I came across an interesting claim on twitter here:

Origen anticipating & contradicting the Arian heresy 10yrs before Arius was born and 80yrs before Nicaea is Fire. “He who was a son according to the flesh came from the seed of David…According to the Spirit, however, he existed first & there was never a time when he was not.” …

It’s from Origen’s commentary on Romans 1, ch.5.

Pamphilus in his Apology (ch. 50) also quotes it in the Greek from Origen’s commentary on Hebrews. (tweet link)
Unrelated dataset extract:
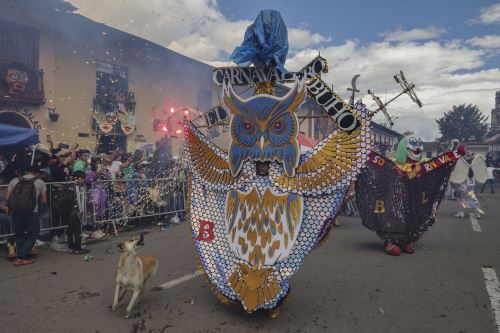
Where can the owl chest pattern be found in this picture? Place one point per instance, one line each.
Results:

It would be very interesting indeed if Origen explicitly rebutted one of the main claims of Arius a century later, that “there was a time when the Son was not.”  But did he?

There is an online copy of the Commentary on Romans, in preview here (Fathers of the Church 103, p.69, tr. Thomas P. Scheck), so let’s look at it.
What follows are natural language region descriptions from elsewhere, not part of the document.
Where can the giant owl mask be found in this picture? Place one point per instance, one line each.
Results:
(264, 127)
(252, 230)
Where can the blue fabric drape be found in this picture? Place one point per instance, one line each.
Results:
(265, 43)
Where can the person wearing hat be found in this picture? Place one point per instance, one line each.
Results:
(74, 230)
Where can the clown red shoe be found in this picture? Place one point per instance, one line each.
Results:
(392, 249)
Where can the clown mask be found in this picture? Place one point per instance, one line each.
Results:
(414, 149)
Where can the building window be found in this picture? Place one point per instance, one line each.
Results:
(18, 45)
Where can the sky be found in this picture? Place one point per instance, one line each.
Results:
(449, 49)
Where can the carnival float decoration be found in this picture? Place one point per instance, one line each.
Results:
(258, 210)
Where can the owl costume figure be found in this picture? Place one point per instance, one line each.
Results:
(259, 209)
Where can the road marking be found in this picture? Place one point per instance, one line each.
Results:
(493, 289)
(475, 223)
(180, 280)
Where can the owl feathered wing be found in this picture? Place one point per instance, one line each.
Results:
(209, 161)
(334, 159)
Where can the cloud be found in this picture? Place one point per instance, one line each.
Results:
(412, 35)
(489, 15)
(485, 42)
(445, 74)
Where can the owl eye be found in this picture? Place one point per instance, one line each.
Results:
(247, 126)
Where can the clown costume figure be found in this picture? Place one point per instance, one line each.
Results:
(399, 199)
5. Concerning his Son.83 He who was a son according to the flesh came indeed from the seed of David. Undoubtedly, he became that which previously was not, according to the flesh. According to the Spirit, however, he existed first, and there was never a time when he was not.84 It should be noted that [M849] he did not say, “who has been predestined Son of God…

83. Rom 1.3.
84. This formulation also occurs in Fr. in Heb 1.8 (= von Balthasar, Origen: Spirit and Fire, p. 77). The Greek formula is attributed to Origen by Pamphilus, Apology 1.3. Arius, whose teaching was condemned by the Council of Nicaea, 325, became infamous for his slogan, ἦν ποτε ὄτε οὐκ ἦν, “There was a time when he was not,” referring to the time before the Son was created. Origen’s expression clearly anticipates the Nicene and Athanasian definitions. Cf. Bigg, Christian Platonists, p. 167, “There is no shadow of a doubt that for Origen the Son is co-eternal and co-equal with the Father.” Cf. 10.8.5; 1.1.2; 1.2.9; 4.4.1.
85. Rom 1.4.

This is indeed what the text says.  The problem is that this portion of Origen’s Commentary on Romans does not exist in the original Greek, written before 250 AD.  It has reached us in Rufinus’ Latin translation, written around 400.  Rufinus was accused of attempting to rehabilitate Origen by mistranslation.  It is entirely possible that Rufinus introduced this phrasing, therefore (although I believe that these days the accusations against Rufinus are generally discounted).

How can we tell?

Well, let’s look at some of the other references.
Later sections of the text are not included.